As seen, it has dual voltage output. Additionally one wire is dedicated to data transmission and can be used with 1-wire protocol. Power supply simply passively links all data wires together but does not participate in communication.
Power supply uses 3D printed body with lots of holes, for fanless cooling.
Various modules are realized on top of prototype PCBs that slide into dedicated rails within the body.
When cover is closed, it blocks PCB movement:
There is still some empty space inside, so why not add dummy cover on top that can be replaced later with add-on functionality/expansion board/terminal :)
3 Transformer and AC to DC converter
This is where high voltage from mains electricity enters the system.
For safety I kept high voltage section as minimal as possible. That is, wall plug runs straight into transformer. Also I used UV hardening glue for extra safety and isolation on PCB.
Power on/off switch operates on already reduced voltage of about 30 volts. Power switch is located on indicator panel.
DC current of about 30 volts is then routed to Main board.
This is logically main board because it appears to be central hub that connects all components. It also houses 2 adjustable DC-DC Step Down voltage converters.
High-level schematic of entire device:
As seen from schematic, ~30 volts DC from transformer board is routed into first step-down converter that reduces it to about 15V. Reduced voltage is then directed to Current limiter circuit. Current limiter loses about 2 volts. Now we have current and voltage limited power at about 13 volts. This power is used to charge connected 12V Lead-Acid battery. Also the same power is routed to connector terminal to be consumed by connected devices.

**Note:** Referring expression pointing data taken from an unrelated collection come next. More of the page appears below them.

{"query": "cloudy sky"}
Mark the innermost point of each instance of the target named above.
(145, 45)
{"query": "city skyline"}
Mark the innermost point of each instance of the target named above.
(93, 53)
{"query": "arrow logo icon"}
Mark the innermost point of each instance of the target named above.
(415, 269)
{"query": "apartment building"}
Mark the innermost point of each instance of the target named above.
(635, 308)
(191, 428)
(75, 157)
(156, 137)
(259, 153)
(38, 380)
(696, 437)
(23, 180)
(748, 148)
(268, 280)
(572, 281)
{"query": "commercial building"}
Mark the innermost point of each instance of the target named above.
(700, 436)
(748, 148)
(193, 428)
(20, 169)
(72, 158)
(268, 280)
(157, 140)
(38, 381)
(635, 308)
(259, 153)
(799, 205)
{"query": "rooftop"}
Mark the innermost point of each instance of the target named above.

As seen from this schematic, device is not meant to provide high current for long periods of time. Instead it gets comparatively limited current to charge the battery and feed devices with low current requirements. Occasional current spikes are backed up by battery that stays in use-changing mode.
Also about 13V output voltage is approximate and depends on connected battery charge level.
Second Step-Down converter reduces voltage even further to quite precisely 5V DC. This resulting voltage is also routed to connector terminal.
Both 13V and 5V lines are also routed to indicator panel for monitoring.
There is single on/off switch. In off position, it disconnects battery and transformer from the system effectively powering everything down.
On schematic above, some wires are annotated with numbers from 1 to 13. This corresponds to output pins on the board.
Simple LM317 based current limiter is used. I used 4.7 ohm resistor. It provides about 265 milliamps of current. See calculator.
Thermal paste below and UV hardening glue on top is used to attach LM317 to the heatsink. There is also jumper-like solution on top right. This is handy to attach multimeter tap to verify/monitor current during initial device calibration.
If attached battery is really empty, significant voltage drop can occur in LM317. Heatsink is needed to dissipate that power.
Note: resistor gets hot too.
As seen above, most of the USB connectors are used to deliver dual power output and 1-wire data connectivity, except one on the bottom right. This is used to attach 12V battery. Some capacitors are thrown in as well to stabilize against smaller current spikes.
Electrically schematic is realized using smaller prototype PCBs.
Those PCBs are wired to central small PCB that acts as a hub:
PCBs are held together by being sandwiched between front panel:
and smaller back-end plate:
Since device uses adjustable step-down modules, these need to be calibrated to provide correct output voltage. It is important that battery receives proper charging voltage otherwise either no charging occurs or battery starts gassing out and gets destroyed.